Whether it's because you're trying to put the past behind you or you're finding it difficult to find a job because of your criminal record, it's possible to remove offenses from your criminal record. Read the steps listed below and learn about how you can expunge a felony from your record.
- Research whether your felony can be expunged. The ability to have your offense removed from your record depends on your state's laws and the offense you committed. If your criminal activity was not violent and you have had a clean record since your felony, you have a good chance of getting the offense removed. Research your state's laws and find out whether having the offense expunged is possible [source: Criminal].
- Collect your records. In order to prove you're eligible to have the offense expunged, you must provide the legal papers and information outlining your felony. This may include the indictment, docket number and date of your deposition. Contact the attorney who defended you in court for the felony to receive this information. You can also contact your state's Superior Court Criminal Case Management Office to obtain copies of your criminal records [source: Judiciary].

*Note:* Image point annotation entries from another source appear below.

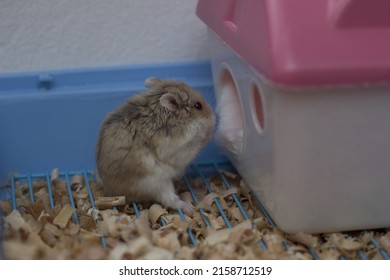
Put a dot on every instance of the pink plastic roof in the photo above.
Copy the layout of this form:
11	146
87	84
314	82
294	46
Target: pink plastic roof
306	42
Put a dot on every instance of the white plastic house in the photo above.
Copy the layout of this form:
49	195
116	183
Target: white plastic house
303	92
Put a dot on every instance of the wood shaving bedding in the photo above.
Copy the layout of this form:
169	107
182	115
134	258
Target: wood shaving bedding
35	231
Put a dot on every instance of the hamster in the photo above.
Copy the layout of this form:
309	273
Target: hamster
230	133
150	139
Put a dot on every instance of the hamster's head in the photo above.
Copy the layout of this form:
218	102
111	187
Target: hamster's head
182	108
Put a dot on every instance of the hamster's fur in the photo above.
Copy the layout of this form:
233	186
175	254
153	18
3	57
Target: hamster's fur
150	139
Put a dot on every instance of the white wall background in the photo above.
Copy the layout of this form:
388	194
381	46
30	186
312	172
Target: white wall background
58	34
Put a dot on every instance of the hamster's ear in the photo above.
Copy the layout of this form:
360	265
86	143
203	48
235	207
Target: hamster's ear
170	101
152	82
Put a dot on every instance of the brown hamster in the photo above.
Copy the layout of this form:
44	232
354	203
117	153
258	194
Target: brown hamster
150	139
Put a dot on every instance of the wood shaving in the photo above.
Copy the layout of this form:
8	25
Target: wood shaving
155	212
36	231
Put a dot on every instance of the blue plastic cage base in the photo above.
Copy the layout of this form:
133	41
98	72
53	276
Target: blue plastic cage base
202	172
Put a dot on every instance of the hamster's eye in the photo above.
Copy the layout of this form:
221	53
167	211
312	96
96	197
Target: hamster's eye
198	106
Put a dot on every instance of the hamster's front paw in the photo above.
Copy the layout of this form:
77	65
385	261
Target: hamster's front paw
186	207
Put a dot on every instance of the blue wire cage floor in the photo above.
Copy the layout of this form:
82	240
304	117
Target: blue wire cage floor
206	174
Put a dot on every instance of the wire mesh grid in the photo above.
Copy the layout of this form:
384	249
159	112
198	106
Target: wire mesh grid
199	170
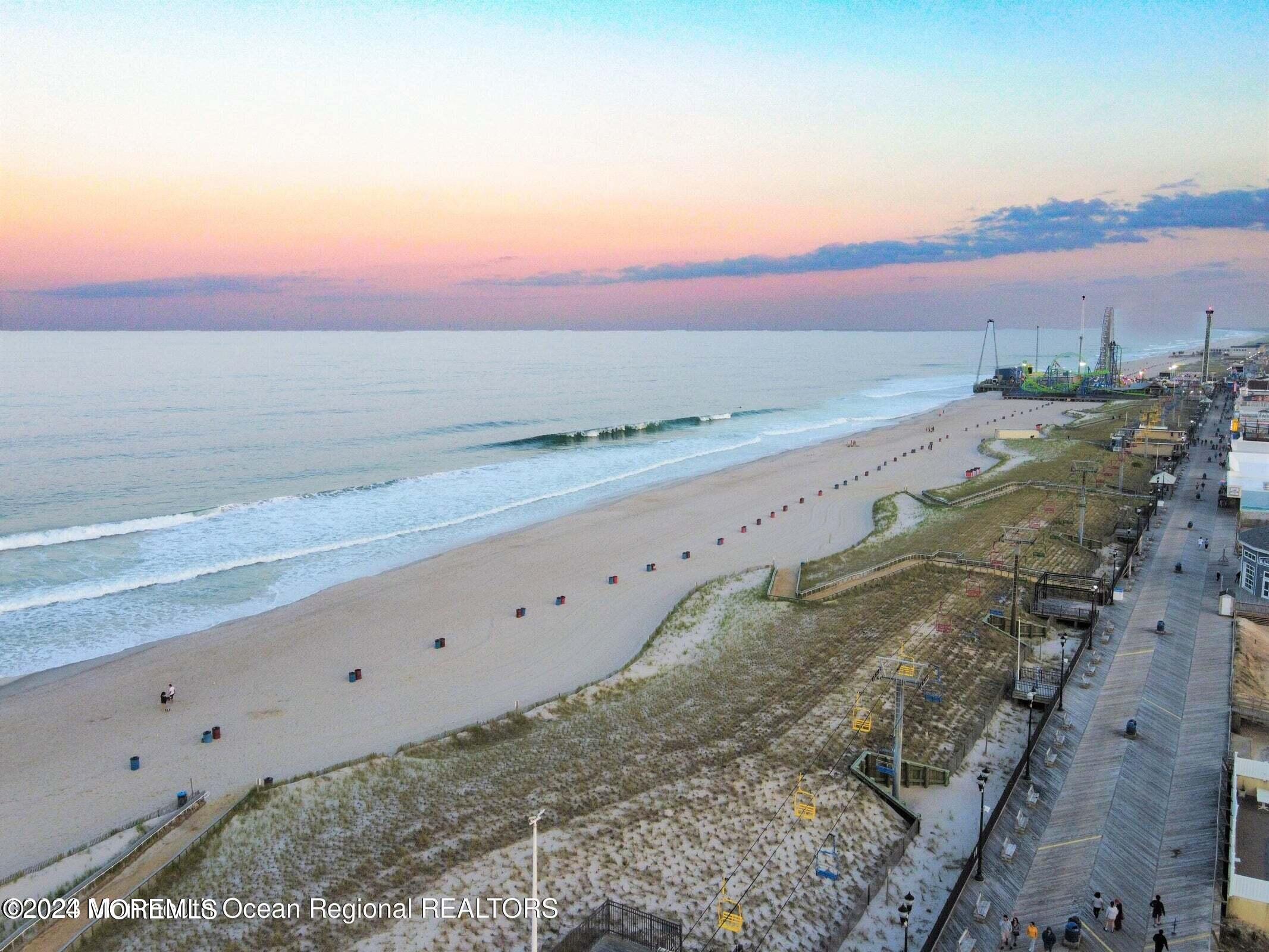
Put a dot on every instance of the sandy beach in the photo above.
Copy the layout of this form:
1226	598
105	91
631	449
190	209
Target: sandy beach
277	683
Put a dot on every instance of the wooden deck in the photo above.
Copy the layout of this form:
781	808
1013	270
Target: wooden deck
1130	818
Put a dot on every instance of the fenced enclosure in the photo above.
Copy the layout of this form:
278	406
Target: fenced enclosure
626	923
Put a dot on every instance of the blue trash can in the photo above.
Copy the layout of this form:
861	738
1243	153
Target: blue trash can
1071	935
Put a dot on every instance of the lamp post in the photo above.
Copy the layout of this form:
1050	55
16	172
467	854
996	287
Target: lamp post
1031	701
983	809
905	910
1061	678
533	922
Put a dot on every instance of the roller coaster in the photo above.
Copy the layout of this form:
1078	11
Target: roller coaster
1104	381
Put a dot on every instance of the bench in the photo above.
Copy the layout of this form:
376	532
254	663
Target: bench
981	908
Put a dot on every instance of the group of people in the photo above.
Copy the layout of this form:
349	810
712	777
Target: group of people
1012	929
1114	913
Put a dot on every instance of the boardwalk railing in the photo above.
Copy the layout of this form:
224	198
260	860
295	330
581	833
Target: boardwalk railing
999	810
85	887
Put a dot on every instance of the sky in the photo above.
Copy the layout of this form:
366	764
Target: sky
412	165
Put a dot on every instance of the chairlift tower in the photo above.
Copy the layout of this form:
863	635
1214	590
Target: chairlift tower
1083	468
1018	536
903	671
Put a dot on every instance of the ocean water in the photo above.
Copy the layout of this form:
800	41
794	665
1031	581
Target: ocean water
158	484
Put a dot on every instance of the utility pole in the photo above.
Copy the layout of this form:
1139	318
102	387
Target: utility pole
1019	536
1207	346
1080	359
1084	468
903	671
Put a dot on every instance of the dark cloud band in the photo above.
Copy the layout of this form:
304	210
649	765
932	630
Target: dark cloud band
1052	226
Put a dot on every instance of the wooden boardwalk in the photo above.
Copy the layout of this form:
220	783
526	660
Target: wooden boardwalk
1130	818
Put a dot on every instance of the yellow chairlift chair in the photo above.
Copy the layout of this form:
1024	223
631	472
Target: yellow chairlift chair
862	722
730	917
804	801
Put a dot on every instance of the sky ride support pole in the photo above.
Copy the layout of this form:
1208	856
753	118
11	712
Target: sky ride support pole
899	739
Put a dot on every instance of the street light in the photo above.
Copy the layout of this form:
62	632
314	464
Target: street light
983	809
905	910
1061	678
533	926
1031	701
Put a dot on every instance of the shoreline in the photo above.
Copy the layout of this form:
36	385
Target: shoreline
277	681
13	683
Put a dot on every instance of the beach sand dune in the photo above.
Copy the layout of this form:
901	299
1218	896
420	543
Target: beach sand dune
277	683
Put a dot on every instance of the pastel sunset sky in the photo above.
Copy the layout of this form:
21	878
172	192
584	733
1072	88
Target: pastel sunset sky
655	164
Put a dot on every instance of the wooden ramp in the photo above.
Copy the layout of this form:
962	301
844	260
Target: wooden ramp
785	584
68	934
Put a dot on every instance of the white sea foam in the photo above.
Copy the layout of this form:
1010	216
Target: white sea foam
87	534
79	593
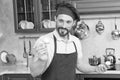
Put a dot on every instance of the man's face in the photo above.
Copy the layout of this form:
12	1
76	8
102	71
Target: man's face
64	24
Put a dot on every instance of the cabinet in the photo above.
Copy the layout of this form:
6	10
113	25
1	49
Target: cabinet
28	15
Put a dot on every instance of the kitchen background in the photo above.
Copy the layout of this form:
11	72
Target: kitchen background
95	44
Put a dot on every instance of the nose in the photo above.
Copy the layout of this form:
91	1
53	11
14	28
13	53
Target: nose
64	25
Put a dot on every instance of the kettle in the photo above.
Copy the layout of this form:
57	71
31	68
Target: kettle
82	31
94	61
110	57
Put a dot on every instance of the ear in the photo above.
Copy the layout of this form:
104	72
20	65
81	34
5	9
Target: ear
74	22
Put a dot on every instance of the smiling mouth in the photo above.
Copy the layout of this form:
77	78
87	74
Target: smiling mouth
62	31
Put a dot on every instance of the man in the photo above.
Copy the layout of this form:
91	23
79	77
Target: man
59	53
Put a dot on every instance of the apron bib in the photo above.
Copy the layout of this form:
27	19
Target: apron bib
62	67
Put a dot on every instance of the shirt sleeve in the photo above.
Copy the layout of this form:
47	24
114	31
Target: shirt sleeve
38	55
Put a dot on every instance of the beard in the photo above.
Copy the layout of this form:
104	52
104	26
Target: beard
62	31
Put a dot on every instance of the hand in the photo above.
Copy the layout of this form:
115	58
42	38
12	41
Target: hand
102	68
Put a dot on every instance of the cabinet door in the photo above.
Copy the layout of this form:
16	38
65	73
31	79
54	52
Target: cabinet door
17	77
26	16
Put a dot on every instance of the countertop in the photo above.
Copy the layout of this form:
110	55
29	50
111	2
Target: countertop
14	69
22	69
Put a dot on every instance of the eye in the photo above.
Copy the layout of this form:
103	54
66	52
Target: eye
69	22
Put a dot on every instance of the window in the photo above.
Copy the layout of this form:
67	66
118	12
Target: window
28	15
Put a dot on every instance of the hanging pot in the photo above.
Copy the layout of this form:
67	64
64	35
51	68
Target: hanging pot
99	27
82	31
115	33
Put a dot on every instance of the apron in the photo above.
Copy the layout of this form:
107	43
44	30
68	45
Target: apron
62	67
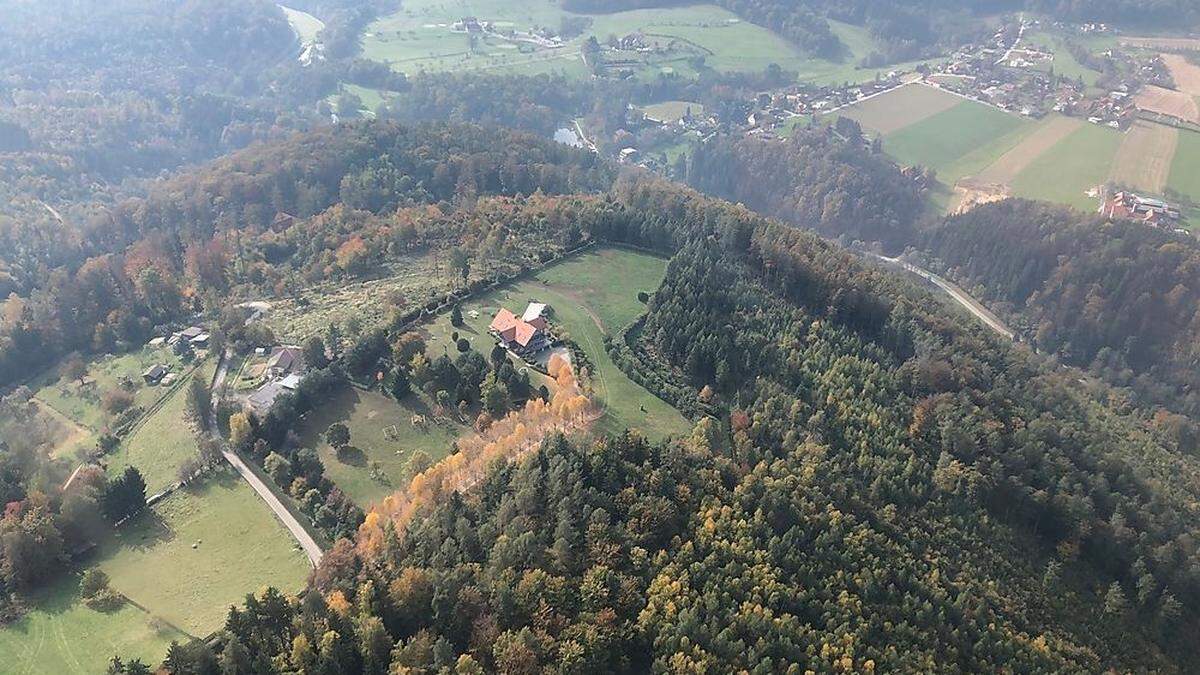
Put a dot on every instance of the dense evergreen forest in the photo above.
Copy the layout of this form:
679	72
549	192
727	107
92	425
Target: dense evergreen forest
144	262
883	487
813	180
1119	298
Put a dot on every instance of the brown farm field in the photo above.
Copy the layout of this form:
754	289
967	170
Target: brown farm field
1187	43
1169	102
1146	155
901	107
1185	73
1009	165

- Fill out the forms required in your state. You may want to hire a lawyer to help you with this. The necessary paperwork may include a Petition for Expungement, Order for Hearing, and Expungement Order.
- Notarize your completed forms and send them to the appropriate agencies. Remember to keep copies of all the forms for your hearing. Which agencies you send your forms to depends on who dealt with your felony at the time. They may include the Chief of Police, County Prosecutor, Attorney General or municipal court clerk.
- Attend your hearing. At your court hearing, you or your lawyer will plead your case for why you should have your felony expunged. The judge will decide whether to grant or deny your expungement [source: Judiciary].